# My trip to the LA Zoo



## Ramesses (Aug 8, 2007)

Hi:


I keep taking photographs, but I do not have the slightest idea what to do with them. One thing is for sure, I will not be printing any. I just put in deposit, perhaps never to be seen again, over 5,000 slides from my travels and the days of the A1. 

The only thing I&#8217;m doing, when I get the time, is to upload them to flickr.com. I have yet to upload my photos from the Huntington Library, LA Zoo-I (with a 18-70mm,) San Diego Zoo , San Juan Capistrano, Santa Barbara, and Wayfarers Chapel (Crystal Church in Rancho Palos Verdes, California.) However, I did upload my LA Zoo-II with my new 70-300 VR lens:

www.flickr.com/ramesses/sets (click on LA Zoo Tele set.)


The first photo of the entrance to the International Market Place, in the Zoo, was my first photo with the 70-300 &#8211; nothing to write home about, but it was the first.
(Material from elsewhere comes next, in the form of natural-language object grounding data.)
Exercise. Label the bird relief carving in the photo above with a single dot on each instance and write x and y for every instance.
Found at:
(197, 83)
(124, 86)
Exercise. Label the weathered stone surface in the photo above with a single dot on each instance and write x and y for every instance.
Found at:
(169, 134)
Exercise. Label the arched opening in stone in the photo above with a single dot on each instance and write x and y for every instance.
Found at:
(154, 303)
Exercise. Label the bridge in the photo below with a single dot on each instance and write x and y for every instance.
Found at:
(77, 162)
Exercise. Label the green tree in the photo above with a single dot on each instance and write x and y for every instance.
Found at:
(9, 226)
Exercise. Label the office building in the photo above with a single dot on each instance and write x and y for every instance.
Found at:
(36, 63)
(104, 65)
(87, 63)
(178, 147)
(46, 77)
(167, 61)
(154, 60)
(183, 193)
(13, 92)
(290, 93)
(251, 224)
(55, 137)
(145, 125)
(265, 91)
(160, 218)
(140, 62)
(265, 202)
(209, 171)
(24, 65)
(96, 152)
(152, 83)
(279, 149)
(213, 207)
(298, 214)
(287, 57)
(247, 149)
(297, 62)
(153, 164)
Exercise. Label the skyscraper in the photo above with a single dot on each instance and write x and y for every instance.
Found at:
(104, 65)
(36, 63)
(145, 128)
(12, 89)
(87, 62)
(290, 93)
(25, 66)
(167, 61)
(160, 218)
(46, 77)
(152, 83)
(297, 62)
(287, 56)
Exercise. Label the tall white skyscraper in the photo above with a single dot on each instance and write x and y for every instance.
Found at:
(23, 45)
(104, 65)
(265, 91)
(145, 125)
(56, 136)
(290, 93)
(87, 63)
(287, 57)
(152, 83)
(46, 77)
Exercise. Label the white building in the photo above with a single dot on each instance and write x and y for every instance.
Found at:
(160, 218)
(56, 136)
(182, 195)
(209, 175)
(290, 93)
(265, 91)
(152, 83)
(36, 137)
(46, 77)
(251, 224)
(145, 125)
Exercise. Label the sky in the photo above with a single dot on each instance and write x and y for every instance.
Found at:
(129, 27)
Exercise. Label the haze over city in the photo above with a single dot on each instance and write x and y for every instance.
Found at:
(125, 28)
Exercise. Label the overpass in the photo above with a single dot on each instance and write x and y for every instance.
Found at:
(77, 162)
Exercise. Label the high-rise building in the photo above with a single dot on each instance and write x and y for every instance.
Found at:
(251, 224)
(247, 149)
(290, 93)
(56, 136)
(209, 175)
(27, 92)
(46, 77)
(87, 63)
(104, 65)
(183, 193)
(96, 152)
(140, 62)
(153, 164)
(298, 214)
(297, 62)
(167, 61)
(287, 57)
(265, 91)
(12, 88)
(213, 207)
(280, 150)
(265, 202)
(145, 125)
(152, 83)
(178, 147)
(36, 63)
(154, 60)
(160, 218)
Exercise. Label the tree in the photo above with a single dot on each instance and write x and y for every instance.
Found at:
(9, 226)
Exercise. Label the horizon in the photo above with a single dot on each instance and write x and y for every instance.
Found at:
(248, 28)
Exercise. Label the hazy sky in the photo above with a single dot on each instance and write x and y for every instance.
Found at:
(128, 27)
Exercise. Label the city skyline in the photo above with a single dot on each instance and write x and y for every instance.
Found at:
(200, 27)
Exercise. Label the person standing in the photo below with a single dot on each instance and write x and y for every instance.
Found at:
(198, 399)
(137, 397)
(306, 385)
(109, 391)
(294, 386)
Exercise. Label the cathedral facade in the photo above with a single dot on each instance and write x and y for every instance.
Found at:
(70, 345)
I am in the process of learning how to use such a powerful telephoto. In film, my tele was 135mm! I took many photos out of focus. I never had that problem before. One problem was the wire fences with the lens and camera&#8217;s autofocus. In addition, I have a magnifying eye-piece that allows me to shoot photos without the aid of glasses. However, with a tele, it makes it very hard to focus manually. Another problem is that my eyesight is not what it used to be and without the focusing rangefinders of film cameras, well &#8211; it is not that easy for me. The main reason, however, is that I need to learn how to use the lens. 


Best regards,


Ramesses


----------



## LaFoto (Aug 8, 2007)

Hard to say which is best out of 39 photos (I watched the slideshow), but I remember I like the one of the blue bird on the sign very much (the close-up, not where the sign can be read), also the hippo under water, which, distorted by the water as it is, looks HUGE, and the funny scene of the chamoix putting its tongue out towards all the others is --- well: funny! 

And the masculinity of the sleeping Red Giant Kangaroo is --- clearly visible! 

The chimpanzee looks depressed .

The day was brilliant and you had a lot bright light, so many of the photos that did make it into your slideshow are tack sharp. Nice!


----------



## cherrymoose (Aug 10, 2007)

LaFoto said:


> And the masculinity of the sleeping Red Giant Kangaroo is --- clearly visible!






I agree with Corinna-- that one of the blue bird on the sign is fabulous! I used to live literally right next to the LA zoo when I was a lot younger-- so it's definitely nice to see what I haven't seen for 7 years! Lovely series-- I hope you post photos from all those other places you were talking about.


----------